Dubois can laugh about it. He can appreciate the growing number of users. And he can get his share of headaches associated with a small business.
For example, at the time, he was very unhappy because a sorely needed mold that was supposed to be ready a month earlier was nowhere to be seen, wasn’t even built yet. With it, countless more soft plastics would be rolling off the, ummmm, assembly line because he took out a small business loan to buy a used injection machine that stands on the floor in the middle of the building.
Basically, he said, supply isn’t meeting the demand for some of the most popular soft plastics, with the Mad Minna at the top of the list.
Without the mold, he said, “I’ve had to change some plans for the year. I need the mold for Cooyon Croakers, Slim Jimmys, Bayou Bugs, a lot of different products I was selling throughout the past year.
“You know, it’s funny. The whole mold situation has been a burden lately, kind of dampened my spirits. It’s kind of an uphill battle,” he said.
But talks with the ULL Fishing Team member’s mother and the state trooper are welcome picker uppers.
“My goal and dream is to make a bunch of money doing this. I haven’t gotten there yet. I will one day … Once I get all the molds for the machine, I’ll get there,” he said.
Bottom line, he said about the business of designing, prototyping and manufacturing the finished product, more than 1 million pieces each year, “It’s definitely still fun for me. I definitely enjoy making baits, injecting them and the mold (making). There’s that.”
Mostly, Dubois has used hand molds that produce either four or 12 pieces at a time. He longs for the day he has all the molds for the injection machine.
The Kaplan High School graduate earned a bachelor’s degree in industrial design from ULL in 2014, then worked 2 ½ years as a full time marine designer before the company parted ways with him. His Cajun Lures LLC started operation in January 2015.

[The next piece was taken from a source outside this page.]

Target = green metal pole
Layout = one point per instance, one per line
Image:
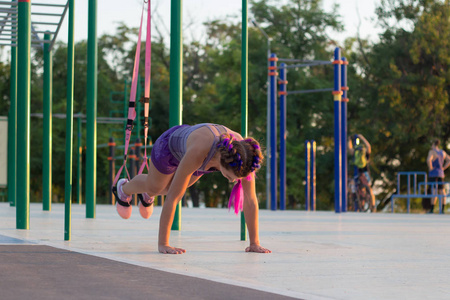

“It’s been five full years going on six. I’ve been doing it full time for 2 ½ years now. My goal each day is just to make the baits and get them out,” he said.
He gets timely assistance from his mother, Eve Dubois, a teacher who is nearing retirement, other relatives and friends. His mom, he bragged, is by far the fastest (“lighting fast,” he said) at inserting the soft plastics into the bags.

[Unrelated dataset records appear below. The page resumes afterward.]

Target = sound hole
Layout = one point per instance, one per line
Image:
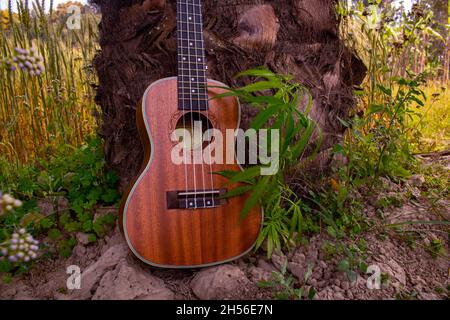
(197, 124)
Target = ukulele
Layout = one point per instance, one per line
(175, 215)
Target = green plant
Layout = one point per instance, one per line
(292, 132)
(75, 174)
(46, 81)
(283, 284)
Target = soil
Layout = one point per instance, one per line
(408, 268)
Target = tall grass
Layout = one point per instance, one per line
(56, 106)
(433, 121)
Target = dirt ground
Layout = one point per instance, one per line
(406, 265)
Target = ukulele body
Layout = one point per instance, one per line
(156, 230)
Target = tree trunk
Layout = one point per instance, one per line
(298, 37)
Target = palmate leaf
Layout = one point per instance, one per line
(257, 72)
(262, 86)
(264, 116)
(258, 191)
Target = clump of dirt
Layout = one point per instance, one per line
(405, 248)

Dubois and his wife, Kayla Kebedeaux Dubois, an educator at Kaplan Elementary School, moved into the house three years ago. His father, Darren Dubois, helped him move his artificial lure making equipment out of the family home’s large shed – 30×40 – a veritable barn compared to the new site.

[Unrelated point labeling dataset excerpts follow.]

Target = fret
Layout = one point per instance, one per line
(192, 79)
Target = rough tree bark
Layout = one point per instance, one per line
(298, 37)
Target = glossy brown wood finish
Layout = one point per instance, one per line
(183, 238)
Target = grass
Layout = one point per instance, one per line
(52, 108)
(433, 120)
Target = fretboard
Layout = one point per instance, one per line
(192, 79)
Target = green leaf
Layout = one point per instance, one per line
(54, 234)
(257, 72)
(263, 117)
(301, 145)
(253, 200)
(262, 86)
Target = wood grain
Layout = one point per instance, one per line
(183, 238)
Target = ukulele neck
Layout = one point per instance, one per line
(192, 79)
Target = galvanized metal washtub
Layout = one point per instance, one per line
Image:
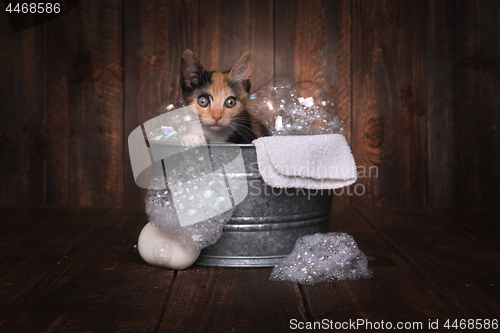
(266, 224)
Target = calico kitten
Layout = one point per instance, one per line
(220, 99)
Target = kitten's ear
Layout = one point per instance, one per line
(241, 71)
(191, 71)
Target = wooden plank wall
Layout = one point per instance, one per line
(416, 82)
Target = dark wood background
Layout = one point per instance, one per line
(417, 82)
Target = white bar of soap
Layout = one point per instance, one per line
(160, 250)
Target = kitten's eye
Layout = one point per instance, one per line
(230, 102)
(203, 101)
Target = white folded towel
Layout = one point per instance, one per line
(309, 161)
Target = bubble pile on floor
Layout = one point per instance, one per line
(323, 258)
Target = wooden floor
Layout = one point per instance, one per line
(77, 270)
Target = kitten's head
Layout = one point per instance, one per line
(217, 96)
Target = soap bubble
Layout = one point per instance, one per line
(313, 87)
(162, 252)
(323, 258)
(295, 109)
(161, 212)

The injection machine takes up most of the floor space. The shop is crowded but he gets around, using available room as efficiently as possible.
“The business has expanded but the shop hasn’t,” he said.
His Cajun ingenuity is paying off. For example, the liquid plastic in large metal barrels needs to be stirred before using it to make soft plastics.
Stirring it by hand took up 20 percent of his time in the process, he learned long ago, and the contraption he set up shook the whole barrel.
A drum mixer on the market costs approximately $800, Dubois said, so he improvised by using wooden blocks with vises to secure a steel rod with a large stirring paddle. He can plug the stirring machine in and go about his business.
“I’ve got to figure out the most cost efficient way … Most of the time it ends up with me inventing something like that. It only took me a college degree and some 2x4s to figure it out,” he said with a soft laught.
The liquid plastic in the barrels is for different densities. The “soft” liquid plastic is for worms. The “medium” liquid plastic is for creature baits and such. The “heavy” plastic is for saltwater baits, like the madly popular Mad Minna.
The printer he bought to make bar codes doubles up as a way to print out logos for special occasions, which he did for 100 bags of Crackin Craws he donated to the Big Bass Classic recently on Lake Fausse Pointe. The popular tournament benefitted the Lydia Cancer Association and Acadiana Hope for a Cure.
Those fishermen who got their hands on those free bags with the slogan “Catch Em on a Cajun” are doing just that while the one-man business keeps churning out the soft plastics in Vermilion Parish.